The idea is that by the time I was done teaching, the kids would be able to do this. Now, if you have any sort of social studies education background, you know that this is a particularly rich standard that can be very challenging to get across to inner-city kids who have little to no background knowledge about economics or the industrial revolution. After looking at all of the resources I had available, I decided that I needed to create my own. I sat down and wrote two readings for my kids to do and created two worksheets for them to complete as they read. I made the language as simple as possible so that my English language learners (which make up over fifty percent of my population) would not be overwhelmed. When it was over, I felt like the kids really got it. They were asking good questions and intelligently discussing the pros and cons of the industrial revolution. I was feeling pretty good about myself.
"Awesome! I really am one hell of a teacher! Look at what I got these kids to accomplish."
Then my administrators came in on their unscheduled observations and gave me feedback. They essentially trashed my ideas. "That's not rigorous enough." "You're holding the students to low expectations." "Don't assume they can't understand the textbook. You're giving them a crutch."
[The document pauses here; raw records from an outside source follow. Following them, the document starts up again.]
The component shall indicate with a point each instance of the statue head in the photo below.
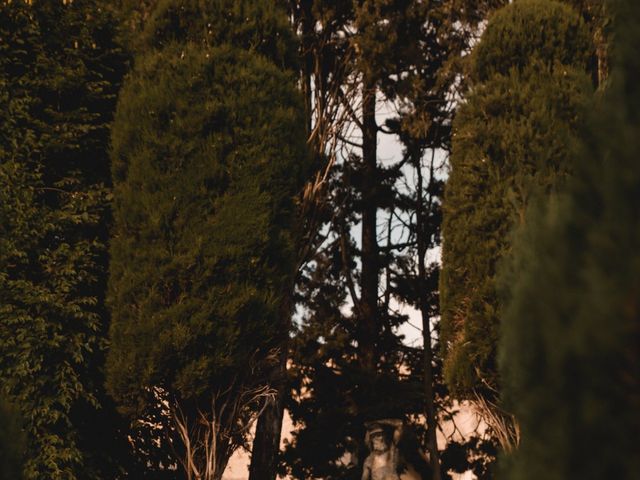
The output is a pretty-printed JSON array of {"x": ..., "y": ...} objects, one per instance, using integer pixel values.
[{"x": 377, "y": 439}]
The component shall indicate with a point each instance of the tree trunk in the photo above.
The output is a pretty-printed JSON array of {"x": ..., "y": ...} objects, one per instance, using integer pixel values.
[
  {"x": 368, "y": 323},
  {"x": 266, "y": 444},
  {"x": 429, "y": 391}
]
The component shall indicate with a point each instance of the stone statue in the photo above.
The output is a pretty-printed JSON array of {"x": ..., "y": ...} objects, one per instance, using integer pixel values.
[{"x": 382, "y": 439}]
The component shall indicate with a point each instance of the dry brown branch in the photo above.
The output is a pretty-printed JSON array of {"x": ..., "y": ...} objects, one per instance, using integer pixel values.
[
  {"x": 211, "y": 436},
  {"x": 502, "y": 424}
]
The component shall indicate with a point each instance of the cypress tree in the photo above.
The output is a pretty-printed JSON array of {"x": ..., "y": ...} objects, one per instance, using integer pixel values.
[
  {"x": 511, "y": 141},
  {"x": 11, "y": 442},
  {"x": 208, "y": 154},
  {"x": 59, "y": 73},
  {"x": 571, "y": 330}
]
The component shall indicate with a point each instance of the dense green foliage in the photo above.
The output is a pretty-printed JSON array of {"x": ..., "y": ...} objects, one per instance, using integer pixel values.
[
  {"x": 11, "y": 442},
  {"x": 59, "y": 74},
  {"x": 511, "y": 141},
  {"x": 569, "y": 349},
  {"x": 208, "y": 154}
]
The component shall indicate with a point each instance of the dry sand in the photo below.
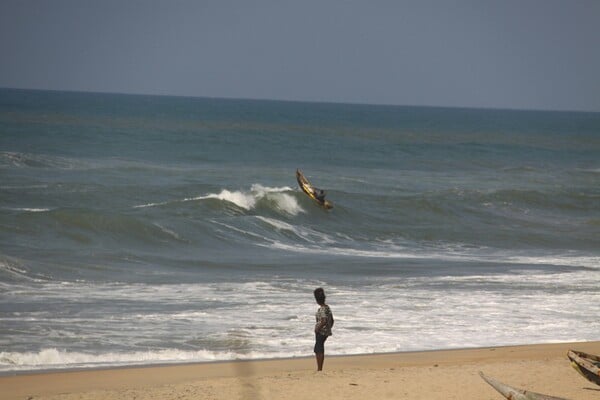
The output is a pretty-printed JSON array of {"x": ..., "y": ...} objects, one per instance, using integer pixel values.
[{"x": 449, "y": 374}]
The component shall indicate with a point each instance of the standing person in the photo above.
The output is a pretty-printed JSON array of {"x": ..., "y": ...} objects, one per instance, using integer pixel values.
[{"x": 323, "y": 326}]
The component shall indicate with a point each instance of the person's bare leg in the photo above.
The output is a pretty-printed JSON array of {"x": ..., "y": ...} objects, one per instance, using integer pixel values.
[{"x": 320, "y": 359}]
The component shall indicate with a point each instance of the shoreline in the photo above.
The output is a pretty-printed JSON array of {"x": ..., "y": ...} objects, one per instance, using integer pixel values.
[
  {"x": 291, "y": 358},
  {"x": 539, "y": 367}
]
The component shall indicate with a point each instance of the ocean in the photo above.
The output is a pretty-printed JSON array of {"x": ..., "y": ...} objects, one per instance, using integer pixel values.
[{"x": 140, "y": 230}]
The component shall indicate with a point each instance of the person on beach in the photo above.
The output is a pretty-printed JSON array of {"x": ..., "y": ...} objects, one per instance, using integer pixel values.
[{"x": 323, "y": 326}]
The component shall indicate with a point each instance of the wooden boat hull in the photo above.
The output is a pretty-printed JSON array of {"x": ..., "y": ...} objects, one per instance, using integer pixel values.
[
  {"x": 512, "y": 393},
  {"x": 309, "y": 189},
  {"x": 588, "y": 365}
]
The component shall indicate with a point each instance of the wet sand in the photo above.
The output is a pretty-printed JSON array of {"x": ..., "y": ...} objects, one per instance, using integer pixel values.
[{"x": 444, "y": 374}]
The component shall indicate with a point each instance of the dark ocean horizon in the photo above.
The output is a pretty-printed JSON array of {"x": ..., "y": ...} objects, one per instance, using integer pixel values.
[{"x": 142, "y": 229}]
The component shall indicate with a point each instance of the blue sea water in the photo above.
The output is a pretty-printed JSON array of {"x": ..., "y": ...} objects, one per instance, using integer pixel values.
[{"x": 147, "y": 229}]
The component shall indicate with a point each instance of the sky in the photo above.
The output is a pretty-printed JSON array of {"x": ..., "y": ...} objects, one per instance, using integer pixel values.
[{"x": 517, "y": 54}]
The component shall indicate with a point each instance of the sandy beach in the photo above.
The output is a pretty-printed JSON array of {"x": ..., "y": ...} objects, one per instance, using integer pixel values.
[{"x": 445, "y": 374}]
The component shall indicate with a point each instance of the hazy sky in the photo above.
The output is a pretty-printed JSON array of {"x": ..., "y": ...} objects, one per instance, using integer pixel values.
[{"x": 538, "y": 54}]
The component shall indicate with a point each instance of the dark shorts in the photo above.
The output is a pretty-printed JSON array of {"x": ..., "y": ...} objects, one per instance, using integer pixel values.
[{"x": 320, "y": 343}]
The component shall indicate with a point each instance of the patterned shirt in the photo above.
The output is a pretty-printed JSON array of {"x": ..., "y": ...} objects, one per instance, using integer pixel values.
[{"x": 324, "y": 314}]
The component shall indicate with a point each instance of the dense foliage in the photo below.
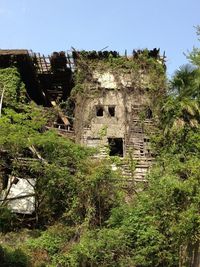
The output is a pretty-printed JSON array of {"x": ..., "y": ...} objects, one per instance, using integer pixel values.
[{"x": 81, "y": 218}]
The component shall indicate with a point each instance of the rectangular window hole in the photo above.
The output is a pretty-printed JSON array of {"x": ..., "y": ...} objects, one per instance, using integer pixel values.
[
  {"x": 116, "y": 146},
  {"x": 99, "y": 111}
]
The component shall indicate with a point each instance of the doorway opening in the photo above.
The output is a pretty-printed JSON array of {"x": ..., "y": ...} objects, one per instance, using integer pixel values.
[{"x": 116, "y": 147}]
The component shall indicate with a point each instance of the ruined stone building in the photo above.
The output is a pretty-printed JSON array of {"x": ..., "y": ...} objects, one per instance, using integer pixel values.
[
  {"x": 114, "y": 106},
  {"x": 111, "y": 98}
]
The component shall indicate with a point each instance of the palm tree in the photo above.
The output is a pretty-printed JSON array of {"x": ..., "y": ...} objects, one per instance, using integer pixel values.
[{"x": 182, "y": 107}]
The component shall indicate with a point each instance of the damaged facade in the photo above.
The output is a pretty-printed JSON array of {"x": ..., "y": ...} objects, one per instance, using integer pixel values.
[{"x": 112, "y": 105}]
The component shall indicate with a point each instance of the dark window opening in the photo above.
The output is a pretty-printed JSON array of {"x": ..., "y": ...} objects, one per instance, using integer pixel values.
[
  {"x": 111, "y": 111},
  {"x": 149, "y": 113},
  {"x": 99, "y": 111},
  {"x": 116, "y": 146}
]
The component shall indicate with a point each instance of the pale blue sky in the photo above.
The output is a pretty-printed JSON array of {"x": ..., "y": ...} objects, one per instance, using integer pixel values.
[{"x": 48, "y": 25}]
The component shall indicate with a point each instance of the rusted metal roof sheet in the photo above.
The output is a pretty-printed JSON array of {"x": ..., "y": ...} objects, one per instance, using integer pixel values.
[{"x": 5, "y": 52}]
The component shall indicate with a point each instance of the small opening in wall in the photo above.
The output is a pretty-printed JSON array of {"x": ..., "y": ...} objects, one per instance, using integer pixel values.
[
  {"x": 149, "y": 113},
  {"x": 116, "y": 146},
  {"x": 99, "y": 111},
  {"x": 111, "y": 111}
]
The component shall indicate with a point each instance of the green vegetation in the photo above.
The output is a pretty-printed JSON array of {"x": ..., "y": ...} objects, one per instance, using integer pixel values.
[
  {"x": 144, "y": 71},
  {"x": 81, "y": 216}
]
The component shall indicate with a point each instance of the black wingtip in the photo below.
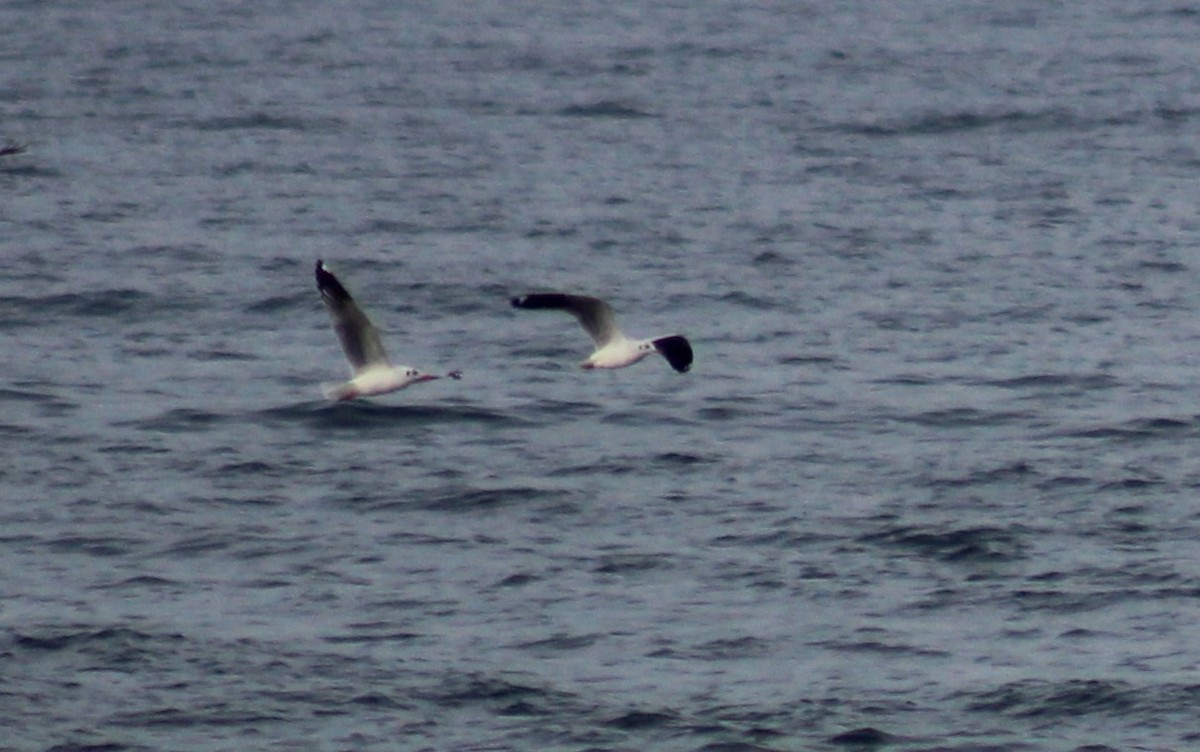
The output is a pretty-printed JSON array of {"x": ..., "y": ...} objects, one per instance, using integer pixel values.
[
  {"x": 677, "y": 350},
  {"x": 330, "y": 288},
  {"x": 539, "y": 301}
]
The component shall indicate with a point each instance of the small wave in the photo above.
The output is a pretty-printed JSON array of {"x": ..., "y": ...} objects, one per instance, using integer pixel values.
[
  {"x": 1140, "y": 429},
  {"x": 264, "y": 121},
  {"x": 957, "y": 417},
  {"x": 604, "y": 108},
  {"x": 179, "y": 420},
  {"x": 961, "y": 545},
  {"x": 120, "y": 641},
  {"x": 942, "y": 124},
  {"x": 1074, "y": 381},
  {"x": 361, "y": 415},
  {"x": 471, "y": 499},
  {"x": 1050, "y": 699}
]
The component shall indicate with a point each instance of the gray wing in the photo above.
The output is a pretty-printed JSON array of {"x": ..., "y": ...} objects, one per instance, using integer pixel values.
[
  {"x": 359, "y": 337},
  {"x": 593, "y": 313}
]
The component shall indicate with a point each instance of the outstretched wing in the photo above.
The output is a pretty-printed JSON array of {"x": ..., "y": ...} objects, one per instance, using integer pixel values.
[
  {"x": 677, "y": 350},
  {"x": 593, "y": 313},
  {"x": 359, "y": 337}
]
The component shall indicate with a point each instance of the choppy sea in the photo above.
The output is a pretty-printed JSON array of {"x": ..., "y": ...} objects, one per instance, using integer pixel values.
[{"x": 930, "y": 486}]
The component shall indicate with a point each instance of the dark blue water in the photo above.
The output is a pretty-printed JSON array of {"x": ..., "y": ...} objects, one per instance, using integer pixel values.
[{"x": 929, "y": 486}]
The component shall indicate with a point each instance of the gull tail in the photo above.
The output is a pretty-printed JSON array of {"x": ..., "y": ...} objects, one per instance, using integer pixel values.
[{"x": 677, "y": 350}]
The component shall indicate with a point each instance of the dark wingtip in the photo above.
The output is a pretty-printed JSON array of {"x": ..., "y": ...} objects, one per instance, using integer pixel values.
[
  {"x": 677, "y": 350},
  {"x": 330, "y": 288}
]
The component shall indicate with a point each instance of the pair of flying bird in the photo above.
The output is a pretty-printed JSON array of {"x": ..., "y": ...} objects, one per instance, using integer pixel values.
[{"x": 375, "y": 374}]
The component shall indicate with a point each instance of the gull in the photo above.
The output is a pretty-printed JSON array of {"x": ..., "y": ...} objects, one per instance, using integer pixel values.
[
  {"x": 371, "y": 370},
  {"x": 613, "y": 348}
]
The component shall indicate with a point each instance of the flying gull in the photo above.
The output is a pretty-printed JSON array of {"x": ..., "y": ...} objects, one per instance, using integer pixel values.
[
  {"x": 372, "y": 372},
  {"x": 613, "y": 348}
]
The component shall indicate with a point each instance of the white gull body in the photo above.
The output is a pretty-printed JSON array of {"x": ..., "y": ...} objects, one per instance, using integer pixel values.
[
  {"x": 371, "y": 371},
  {"x": 613, "y": 348}
]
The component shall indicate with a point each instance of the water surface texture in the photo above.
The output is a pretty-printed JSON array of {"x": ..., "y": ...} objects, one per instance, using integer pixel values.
[{"x": 930, "y": 485}]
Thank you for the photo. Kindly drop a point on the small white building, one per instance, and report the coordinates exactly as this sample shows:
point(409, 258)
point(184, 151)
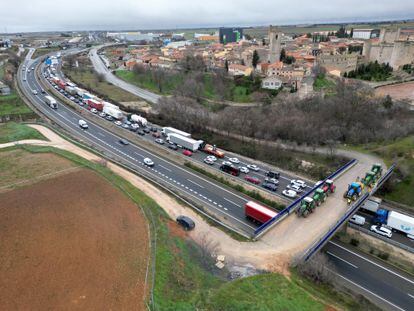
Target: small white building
point(271, 83)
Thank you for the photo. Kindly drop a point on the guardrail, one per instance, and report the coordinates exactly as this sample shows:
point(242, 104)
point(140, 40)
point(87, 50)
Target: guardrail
point(316, 246)
point(291, 207)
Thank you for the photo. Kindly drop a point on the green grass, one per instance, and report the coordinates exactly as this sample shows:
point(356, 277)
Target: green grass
point(401, 152)
point(183, 283)
point(89, 80)
point(16, 131)
point(12, 104)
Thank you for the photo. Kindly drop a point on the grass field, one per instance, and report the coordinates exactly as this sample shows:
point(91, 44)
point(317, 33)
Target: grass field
point(12, 131)
point(89, 80)
point(12, 104)
point(401, 152)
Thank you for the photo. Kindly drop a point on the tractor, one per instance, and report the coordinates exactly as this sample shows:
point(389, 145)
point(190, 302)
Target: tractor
point(328, 187)
point(307, 205)
point(377, 169)
point(369, 179)
point(319, 196)
point(354, 191)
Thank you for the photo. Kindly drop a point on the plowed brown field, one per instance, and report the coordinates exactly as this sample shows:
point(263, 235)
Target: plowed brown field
point(73, 242)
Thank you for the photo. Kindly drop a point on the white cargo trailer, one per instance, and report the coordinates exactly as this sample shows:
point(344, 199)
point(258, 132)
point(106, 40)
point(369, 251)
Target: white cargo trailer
point(401, 222)
point(185, 142)
point(113, 112)
point(170, 130)
point(51, 102)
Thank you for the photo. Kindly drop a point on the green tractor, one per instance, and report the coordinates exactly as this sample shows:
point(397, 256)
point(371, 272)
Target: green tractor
point(307, 205)
point(377, 169)
point(369, 179)
point(319, 196)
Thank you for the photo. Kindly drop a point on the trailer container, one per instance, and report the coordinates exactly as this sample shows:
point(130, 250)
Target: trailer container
point(185, 142)
point(258, 213)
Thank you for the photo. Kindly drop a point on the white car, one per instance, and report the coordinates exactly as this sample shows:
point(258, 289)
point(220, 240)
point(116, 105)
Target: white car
point(148, 162)
point(381, 230)
point(294, 187)
point(244, 170)
point(83, 124)
point(298, 182)
point(234, 160)
point(212, 158)
point(289, 193)
point(253, 167)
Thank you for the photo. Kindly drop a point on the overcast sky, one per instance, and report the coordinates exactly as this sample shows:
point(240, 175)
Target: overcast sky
point(46, 15)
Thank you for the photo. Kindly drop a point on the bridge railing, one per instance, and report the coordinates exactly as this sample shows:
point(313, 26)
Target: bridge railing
point(354, 207)
point(292, 206)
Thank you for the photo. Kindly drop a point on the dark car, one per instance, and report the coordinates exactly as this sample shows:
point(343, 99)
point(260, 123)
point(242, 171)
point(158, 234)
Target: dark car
point(269, 186)
point(186, 222)
point(271, 174)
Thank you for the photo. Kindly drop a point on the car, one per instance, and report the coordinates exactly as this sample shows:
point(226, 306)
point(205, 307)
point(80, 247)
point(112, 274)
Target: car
point(358, 220)
point(252, 179)
point(173, 146)
point(272, 174)
point(244, 170)
point(83, 124)
point(208, 161)
point(123, 142)
point(289, 193)
point(253, 167)
point(269, 186)
point(186, 222)
point(381, 230)
point(234, 160)
point(272, 180)
point(298, 182)
point(294, 187)
point(148, 161)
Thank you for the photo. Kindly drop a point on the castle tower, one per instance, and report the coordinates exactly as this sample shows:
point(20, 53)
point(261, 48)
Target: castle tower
point(275, 39)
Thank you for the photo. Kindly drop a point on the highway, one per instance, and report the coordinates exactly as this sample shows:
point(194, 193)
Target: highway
point(101, 68)
point(389, 288)
point(217, 199)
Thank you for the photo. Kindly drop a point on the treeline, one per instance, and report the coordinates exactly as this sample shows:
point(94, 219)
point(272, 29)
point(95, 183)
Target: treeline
point(353, 115)
point(372, 71)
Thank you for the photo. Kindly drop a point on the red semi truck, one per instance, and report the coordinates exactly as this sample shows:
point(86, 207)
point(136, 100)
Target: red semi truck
point(258, 213)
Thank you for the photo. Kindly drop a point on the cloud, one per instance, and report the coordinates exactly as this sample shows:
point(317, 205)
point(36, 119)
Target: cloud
point(43, 15)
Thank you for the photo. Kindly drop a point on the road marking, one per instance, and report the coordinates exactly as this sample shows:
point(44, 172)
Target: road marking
point(374, 263)
point(193, 182)
point(367, 290)
point(333, 255)
point(231, 202)
point(167, 169)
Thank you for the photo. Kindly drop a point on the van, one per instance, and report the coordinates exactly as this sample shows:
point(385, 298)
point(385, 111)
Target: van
point(358, 220)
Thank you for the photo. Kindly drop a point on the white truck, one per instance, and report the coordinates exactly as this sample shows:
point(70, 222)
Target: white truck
point(184, 142)
point(401, 222)
point(51, 102)
point(138, 119)
point(170, 130)
point(113, 112)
I was shocked. I spent all this time carefully planning the easiest way for my kids to read about an incredibly complex group of ideas (which I felt didn't need to be made any more complex through the use of cumbersome vocabulary) and my administrators let me know that it was essentially harming my students. "Use the textbook," they told me. "But the textbook doesn't even define capital except for to explain that money is a type of capital," I thought. I was seriously pissed off - too angry to see through my own emotions. I suspect this is mostly because I spent so much time creating this activity and they spent so little time observing it.
Later in the week I was again reminded that I was an awful teacher by DCPS's new teacher assessment tool (see previous post). Lastly, passive-aggressive conflict with one of my new housemates (although I'm not sure which one - long story) that ended with me being called a douche bag and the suggestion that I needed to live with my mother seriously pissed me off again.
All of this really made me think about the role my ego plays in my dealing with people and how to manage it. When an administrator comes into my room and looks at my teaching with a face that non-verbally says, "What the hell are you doing in here? Why did I hire you?" my immediate response is, "I work hard and you don't stay for more than 5 minutes in my class or answer any of my e-mails requesting your help." Now that doesn't provide me with anything useful except for anger. If I could just let go of the teacher ego I've built up over the years and, instead of get angry at him, try to see it from his point of view, I could probably learn a few things, regardless of whether he's entirely right or wrong. The same is probably true for the passive-aggressive housemate who doesn't sign his/her name on anonymous notes left in the bathroom.
If I can learn through these interactions by suppressing the natural reaction of my ego, I might learn to develop quicker as a human being. I mean, why should I let these people's thoughts disrupt my day unless I'm afraid that what they're saying is true anyway? And I think that's what it all boils down to. I let people mess with my ego if I believe that they have credibility. But what do we need egos for anyway. Why should it bother me if someone else thinks I'm horrible at something. Why can't I just say, "Okay...." It's an interesting thing - that ego.
Either way, the reality is that it's there and it has to be managed. I've learned to kill a little part of mine this past week, and I think I've become a little bit of a more mature person as a result. Hopefully I can take this lesson and use it to inform my future interactions with others when either my or their ego might be involved.